Open danielchasehooper opened 12 months ago

danielchasehooper commented 12 months ago

we have some existing shaders in our repo that don't have the .frag extension that we would like to view in glslviewer, is there a way to launch it from the command line without cping to a tmp file with the .frag extension? When you do this you don't get hot reloading for the original file

patriciogonzalezvivo commented 12 months ago

hi @danielchasehooper! For context we use .frag or .fs to distinguish fragment shaders from vertex shader (.vert or .vs). Files with .glsl extensions are a bit ambiguous, that's why usually you see them when they are part of libraries like on https://lygia.xyz.
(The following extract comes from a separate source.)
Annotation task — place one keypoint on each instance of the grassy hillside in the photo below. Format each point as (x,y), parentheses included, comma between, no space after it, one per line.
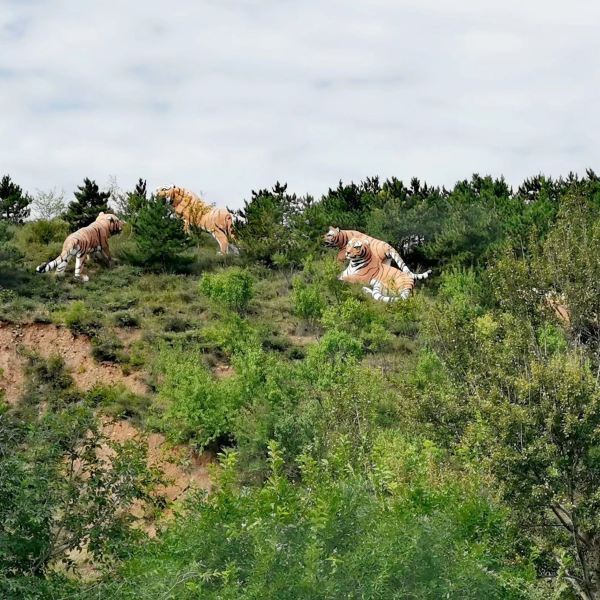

Solution, you could create file pairs that include the .glsl counter part. For example:

shader.glsl

uniform vec2 u_resolution;
uniform float u_time;
void main() {
   vec4 color = vec4(0.0,0.0,0.0,1.0);
   vec2 uv = gl_FragCoord.xy/u_resolution;
   ...
   gl_FragColor = color;
}

shader.frag

#include "shader.glsl"

This way:

  1. you don't have duplicate files
  2. glslViewer can track the changes of the original .glsl file
  3. the .frag pairs can be easily generated programatically
danielchasehooper commented 12 months ago

we don't use the glsl extension, #include doesn't seem to work if the file doesn't have a glsl extension

It'd be useful if glslviewer had something like a --frag param so that you can launch it like so: glslviewer --frag shaderFileName and it works with any extension.